There is much in survival literature about making bark containers and adding hot rocks to bring water to the boil. This is certainly viable with the correct materials in an appropriate environment but is certainly not a universal technique.

After a certain period of history there are many fragments of pottery in the archaeological record.

Our ancestors certainly made good use of pottery, right around the world.

Clay is a relatively common resource and once humans had the ability to control fire, they had the means by which to create pottery from clay.

How To Make Clay Pots In The Bush: Kelly Magleby, Artist Shows How

In the short, poetic video above artist and traditional craftswoman Kelly Magleby visits the backcountry of Southern Utah to learn and practice the indigenous Anasazi pottery skills.

Equipped with only a knife and a buckskin, Kelly obtains the materials she needs from clay to fire-lighting materials from the bush.

She produces some beautiful yet practical items of Anasazi-style clay pottery in the process.

Kelly says:

“I love the fact that you can go into the wild with nothing and get all you need to survive and even flourish from the earth. The idea that you can go out and dig up some “dirt”, shape it, paint it and fire it all using only materials found in nature is amazing to me.”
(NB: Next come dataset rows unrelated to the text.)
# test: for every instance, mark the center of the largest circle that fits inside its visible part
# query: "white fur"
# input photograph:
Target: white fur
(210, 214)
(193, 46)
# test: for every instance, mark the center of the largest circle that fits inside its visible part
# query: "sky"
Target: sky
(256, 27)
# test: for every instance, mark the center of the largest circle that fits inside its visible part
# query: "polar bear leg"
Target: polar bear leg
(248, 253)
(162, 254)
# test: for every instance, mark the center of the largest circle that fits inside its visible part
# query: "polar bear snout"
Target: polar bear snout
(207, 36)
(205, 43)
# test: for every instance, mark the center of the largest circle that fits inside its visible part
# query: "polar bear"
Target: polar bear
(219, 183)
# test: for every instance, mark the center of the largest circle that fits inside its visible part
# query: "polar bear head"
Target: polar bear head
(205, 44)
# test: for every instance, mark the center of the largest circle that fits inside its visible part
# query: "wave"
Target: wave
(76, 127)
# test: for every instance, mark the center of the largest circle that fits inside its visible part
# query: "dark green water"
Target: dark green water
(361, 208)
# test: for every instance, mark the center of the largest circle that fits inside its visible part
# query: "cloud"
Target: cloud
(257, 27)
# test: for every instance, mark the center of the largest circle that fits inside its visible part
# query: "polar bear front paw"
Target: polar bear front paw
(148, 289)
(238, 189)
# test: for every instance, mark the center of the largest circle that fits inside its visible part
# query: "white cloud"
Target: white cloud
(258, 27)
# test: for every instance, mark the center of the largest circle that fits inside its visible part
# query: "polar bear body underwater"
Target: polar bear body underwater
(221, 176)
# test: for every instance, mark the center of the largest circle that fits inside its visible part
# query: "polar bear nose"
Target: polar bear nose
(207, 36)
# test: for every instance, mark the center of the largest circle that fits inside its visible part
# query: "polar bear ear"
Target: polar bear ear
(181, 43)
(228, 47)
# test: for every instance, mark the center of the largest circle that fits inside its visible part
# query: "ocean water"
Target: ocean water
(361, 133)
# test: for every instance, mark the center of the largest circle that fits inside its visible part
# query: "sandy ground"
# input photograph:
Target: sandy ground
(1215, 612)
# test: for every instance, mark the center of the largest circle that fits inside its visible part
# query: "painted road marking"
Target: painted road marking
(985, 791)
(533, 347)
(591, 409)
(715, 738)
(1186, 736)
You can see more of Kelly’s work at www.anasazipottery.net

2 thoughts on “Anasazi Pottery: How To Make Clay Pots In The Bush”

  1. Hi Paul, Thanks for sending this to me. This is a great film depicting how people did/can make useful pottery containers from local resources. I remember at junior school we had a teacher from Trinidad who showed us how to make these “coil” pots. Watching the film brought back some happy memories.
    All the best to you all, Dave.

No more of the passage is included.